The fiery and ungovernable temper of Peter is said to have been the cause of this. The story goes that one day, when Mazeppa was visiting the Russian court, and was at table with the czar, Peter complained to him of the lawless character of the Cossacks, and proposed that Mazeppa should seek to bring them under better control by a system of organization and discipline.

The chief replied that such measures would never succeed. The Cossacks were so fierce and uncontrollable by nature, he said, and so fixed in their irregular habits of warfare, that it would be impossible to get them to submit to military discipline, and they must continue to fight in their old, wild way.

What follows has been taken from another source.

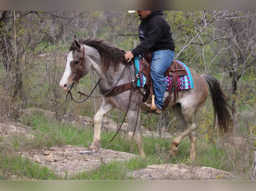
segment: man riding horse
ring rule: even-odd
[[[137,13],[141,20],[138,35],[141,42],[131,51],[126,53],[125,58],[129,62],[134,57],[146,51],[149,50],[151,52],[150,73],[156,106],[152,112],[160,115],[162,113],[165,90],[164,73],[174,58],[174,42],[170,25],[162,16],[163,11],[137,11]],[[144,102],[141,110],[149,111],[151,106],[151,104]]]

These words were like fire to flax. Peter, who never could bear the least opposition to any of his plans or projects, and was accustomed to have everybody timidly agree with him, broke into a furious rage at this contradiction, and visited his sudden wrath on Mazeppa, as usual, in the most violent language. He was an enemy and a traitor, who deserved to be and should be impaled alive, roared the furious czar, not meaning a tithe of what he said, but saying enough to turn the high-spirited chief from a friend to a foe.

Mazeppa left the czar's presence in deep offence, muttering the displeasure which it would have been death to speak openly, and bent on revenge. Soon after he entered into communication with Charles XII. of Sweden, the bitter enemy of Russia, which he was then invading. He suggested that the Swedish army should advance into Southern Russia, where the Cossacks would be sure to be sent to meet it. He would then go over with all his forces to the Swedish side, so strengthening it that the army of the czar could not stand against it. The King of Sweden might retain the territory won by his arms, while the Cossacks would retire to their own land, and become again, as of old, an independent tribe.

The plot was well laid, but it failed through the loyalty of the Cossacks. They broke into wild indignation when Mazeppa unfolded to them his plan, most of them refusing to join in the revolt, and threatening to seize him and deliver him, bound hand and foot, to the czar. Some two thousand in all adhered to Mazeppa, and for a time it seemed as if a bloody battle would take place between the two sections of the tribe, but in the end the chief and his followers made their way to the Swedish camp, while the others marched back and put themselves under the command of the nearest Russian general.

Mazeppa was now sentenced to death, and executed,—luckily for him, in effigy only. In person he was out of the reach of his foes. A wooden image was made to represent the culprit, and on this dumb block the penalties prescribed for him were inflicted. A pretty play—for a savage horde—they made of it. The image was dressed to imitate Mazeppa, while representations of the medals, ribbons, and other decorations he usually wore were placed upon it. It was then brought out before the general and leading officers, the soldiers being drawn up in a square around it. A herald now read the sentence of condemnation, and the mock execution began. First Mazeppa's patent of knighthood was torn to pieces and the fragments flung into the air. Then the medals and decorations were rent from the image and trampled underfoot. Finally the image itself was struck a blow that toppled it over into the dust. The hangman now took it in hand, tied a rope round its neck, and dragged it to a gibbet, on which it was hung. The affair ended in the Cossacks choosing a new chief.

The remainder of Mazeppa's story may soon be told. The battle of Pultowa, fought, it is said, by his advice, ended the military career of the great Swedish general. The Cossack chief made his escape, with the King of Sweden, into Turkish territory, and the reward which the czar offered for his body, dead or alive, was never claimed. Mentchikof took what revenge he could by capturing and sacking his capital city, Baturin, while throughout Russia his name was anathematized from the pulpit. Traitor in his old days, and a fugitive in a foreign land, the disgrace of his action seemed to weigh heavily upon the mind of the old chief of the Ukraine, and in the following year he put an end to the wretchedness of his life by poison.